CN107703111B - A gradient dense fluorescent hydrogel and its preparation method and application - Google Patents

Abstract

The invention discloses a gradient compact fluorescent hydrogel and a preparation method and application thereof. The hydrogel comprises a solution A and a solution B, wherein the solution A: taking 0-4 parts by weight of paraformaldehyde, 0.8 part by weight of NaCl and 0.3 part by weight of Na₂HPO₄·12H₂O, 0.02 part by weight of KCl and 0.02 part by weight of KH₂PO₄Deionized water is added until the volume is constant until the NaCl concentration is 0.008g/ml, and then the solution is dissolved at 55 ℃; cooling to 4 deg.C, and adjusting pH to 6.8-7.6; adding 0.025-0.15 part by weight of fluorescent microsphere, 5-15 parts by weight of acrylamide, 0.025-0.075 part by weight of N, N-methylene bisacrylamide, dissolving at 4 ℃, adding 0.078 part by weight of tetramethyl ethylenediamine and 0.05-0.2 part by weight of ammonium persulfate, and shaking and mixing uniformly. The hydrogel has super-strong tissue transparency resistance, and can stably and fluorescently mark the vascular structure in the large tissue.

Description

A gradient dense fluorescent hydrogel and its preparation method and application

technical field

The invention relates to the field of biomedicine, in particular to a gradient dense fluorescent hydrogel and a preparation method and application thereof.

Background technique

Vascular markers have an extremely wide range of applications in anatomical and pathological studies. With the development and application of optical scanning tomography and various tissue transparency technologies, the 3D reconstruction of fine structures with fluorescent signals in large tissues at the 3D level has become more and more widely studied in life sciences and medicine. To realize the three-dimensional reconstruction of the fine network structure of blood vessels in large tissues, it is necessary to carry out fluorescent labeling of the fine structures of blood vessels, and the fluorescent labeling needs to have good tolerance to tissue clearing. However, for any of the existing tissue clearing techniques, there is no such a method that has good tolerance to clearing process and can stably fluorescently label the fine network structure of blood vessels.

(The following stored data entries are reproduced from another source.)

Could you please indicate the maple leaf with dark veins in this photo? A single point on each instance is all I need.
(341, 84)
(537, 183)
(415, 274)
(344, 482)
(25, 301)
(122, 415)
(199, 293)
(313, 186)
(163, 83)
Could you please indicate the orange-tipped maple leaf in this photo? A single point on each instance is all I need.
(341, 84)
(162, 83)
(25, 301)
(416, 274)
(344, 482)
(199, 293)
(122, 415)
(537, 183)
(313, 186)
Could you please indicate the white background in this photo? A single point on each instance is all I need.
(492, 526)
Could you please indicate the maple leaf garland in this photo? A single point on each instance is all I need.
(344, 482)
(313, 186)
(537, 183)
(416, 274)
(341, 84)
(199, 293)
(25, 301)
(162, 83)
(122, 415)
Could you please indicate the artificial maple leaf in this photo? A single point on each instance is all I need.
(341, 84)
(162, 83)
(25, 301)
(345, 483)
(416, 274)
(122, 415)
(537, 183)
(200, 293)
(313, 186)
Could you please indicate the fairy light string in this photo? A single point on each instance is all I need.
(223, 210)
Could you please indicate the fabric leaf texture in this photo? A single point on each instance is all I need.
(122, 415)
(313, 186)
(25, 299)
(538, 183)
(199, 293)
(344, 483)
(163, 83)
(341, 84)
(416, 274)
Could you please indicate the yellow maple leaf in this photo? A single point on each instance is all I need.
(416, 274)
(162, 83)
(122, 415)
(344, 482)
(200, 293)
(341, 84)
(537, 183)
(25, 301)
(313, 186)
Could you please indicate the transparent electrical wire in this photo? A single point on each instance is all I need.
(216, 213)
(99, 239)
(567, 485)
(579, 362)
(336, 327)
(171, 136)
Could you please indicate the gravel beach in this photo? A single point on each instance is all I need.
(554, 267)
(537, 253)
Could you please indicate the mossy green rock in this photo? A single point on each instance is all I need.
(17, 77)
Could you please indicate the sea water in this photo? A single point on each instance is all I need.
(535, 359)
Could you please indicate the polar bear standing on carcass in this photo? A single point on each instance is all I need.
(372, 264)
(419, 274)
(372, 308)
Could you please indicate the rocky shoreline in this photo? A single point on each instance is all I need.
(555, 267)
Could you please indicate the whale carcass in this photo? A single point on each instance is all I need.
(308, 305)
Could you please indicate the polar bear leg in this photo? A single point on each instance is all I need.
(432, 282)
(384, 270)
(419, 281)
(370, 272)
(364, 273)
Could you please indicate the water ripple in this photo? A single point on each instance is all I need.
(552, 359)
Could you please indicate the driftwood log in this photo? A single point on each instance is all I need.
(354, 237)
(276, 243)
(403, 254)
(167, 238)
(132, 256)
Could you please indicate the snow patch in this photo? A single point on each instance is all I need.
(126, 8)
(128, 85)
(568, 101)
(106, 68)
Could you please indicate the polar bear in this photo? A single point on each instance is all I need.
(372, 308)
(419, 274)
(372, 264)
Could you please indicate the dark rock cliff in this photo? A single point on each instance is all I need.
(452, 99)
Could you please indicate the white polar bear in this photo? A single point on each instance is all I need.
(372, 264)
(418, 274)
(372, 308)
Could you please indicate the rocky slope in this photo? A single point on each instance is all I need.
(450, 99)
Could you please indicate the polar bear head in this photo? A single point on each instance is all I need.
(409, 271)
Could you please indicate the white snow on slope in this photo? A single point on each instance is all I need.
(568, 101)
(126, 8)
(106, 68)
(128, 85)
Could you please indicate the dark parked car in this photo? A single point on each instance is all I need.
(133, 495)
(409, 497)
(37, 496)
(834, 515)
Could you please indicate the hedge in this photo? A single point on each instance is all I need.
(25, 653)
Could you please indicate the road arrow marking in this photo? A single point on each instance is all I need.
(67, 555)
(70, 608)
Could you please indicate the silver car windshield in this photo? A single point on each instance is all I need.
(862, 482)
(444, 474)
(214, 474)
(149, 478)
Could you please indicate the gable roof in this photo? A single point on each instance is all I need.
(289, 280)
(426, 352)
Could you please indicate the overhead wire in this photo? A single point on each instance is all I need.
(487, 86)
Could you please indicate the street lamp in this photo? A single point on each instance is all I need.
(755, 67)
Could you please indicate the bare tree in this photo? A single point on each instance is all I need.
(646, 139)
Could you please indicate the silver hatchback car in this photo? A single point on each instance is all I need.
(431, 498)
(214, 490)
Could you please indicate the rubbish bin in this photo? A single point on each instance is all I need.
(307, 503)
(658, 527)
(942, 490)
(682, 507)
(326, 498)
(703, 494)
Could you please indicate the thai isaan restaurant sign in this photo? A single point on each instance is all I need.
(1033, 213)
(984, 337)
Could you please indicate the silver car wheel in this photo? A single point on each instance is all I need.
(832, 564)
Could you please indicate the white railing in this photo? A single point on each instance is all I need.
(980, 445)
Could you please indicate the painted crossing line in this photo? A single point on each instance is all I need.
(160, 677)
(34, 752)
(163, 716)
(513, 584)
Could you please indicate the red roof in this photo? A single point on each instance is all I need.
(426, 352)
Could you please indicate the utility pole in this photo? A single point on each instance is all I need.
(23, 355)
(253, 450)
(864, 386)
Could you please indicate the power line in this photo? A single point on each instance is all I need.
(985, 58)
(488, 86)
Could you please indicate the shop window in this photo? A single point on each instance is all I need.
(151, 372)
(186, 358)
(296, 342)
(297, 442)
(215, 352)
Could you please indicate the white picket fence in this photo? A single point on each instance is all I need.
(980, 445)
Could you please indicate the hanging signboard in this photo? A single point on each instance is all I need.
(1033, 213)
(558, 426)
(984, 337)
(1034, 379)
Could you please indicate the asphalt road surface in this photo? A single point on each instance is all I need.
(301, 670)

The existing tissue transparency technology can realize the transparency of large tissues on the premise of maintaining the fluorescent signal of the original fluorescent protein in the tissue and the original structural characteristics of the protein and nucleic acid. Perform 3D reconstruction. But these techniques cannot simultaneously fluorescently label fine structures such as blood vessels. If the fine structures of blood vessels can be treated with transparent tolerance and fluorescently labeled, the three-dimensional reconstruction of the fine blood vessel network structures in large tissues and even whole organs can be realized. Combined with transgenic animals expressing specific fluorescent proteins in their own specific cells and sub-channel scanning imaging technology, it can further provide a reliable research method for evaluating the correlation between blood vessels and other tissue structures. Traditional vascular labeling approaches include fluorochrome filling of blood vessels and vessel-specific immunofluorescence staining. The blood vessels marked by the fluorescent dye filling method have serious dye loss and fluorescence quenching after clearing the tissue, so that the fine vascular structures cannot be marked. The use of immunofluorescence staining to label blood vessels in large transparent tissues has problems such as difficulty in penetration of antibodies into the tissue and incomplete immunocombination, which makes it impossible to achieve fluorescent labeling of fine blood vessel structures.

SUMMARY OF THE INVENTION

In order to solve the problems existing in the prior art, the inventors conducted in-depth research, and further provided a novel gradient dense fluorescent hydrogel suitable for fluorescently labeling fine vascular networks in transparent tissues. The hydrogel is highly resistant to tissue clearing and can stably fluorescently label vascular structures within large tissues. Through the application of the hydrogel, the stable fluorescent labeling in the fine vascular structure can be retained after the tissue transparent treatment, and then the three-dimensional reconstruction of the fine vascular network structure in the large tissue can be realized.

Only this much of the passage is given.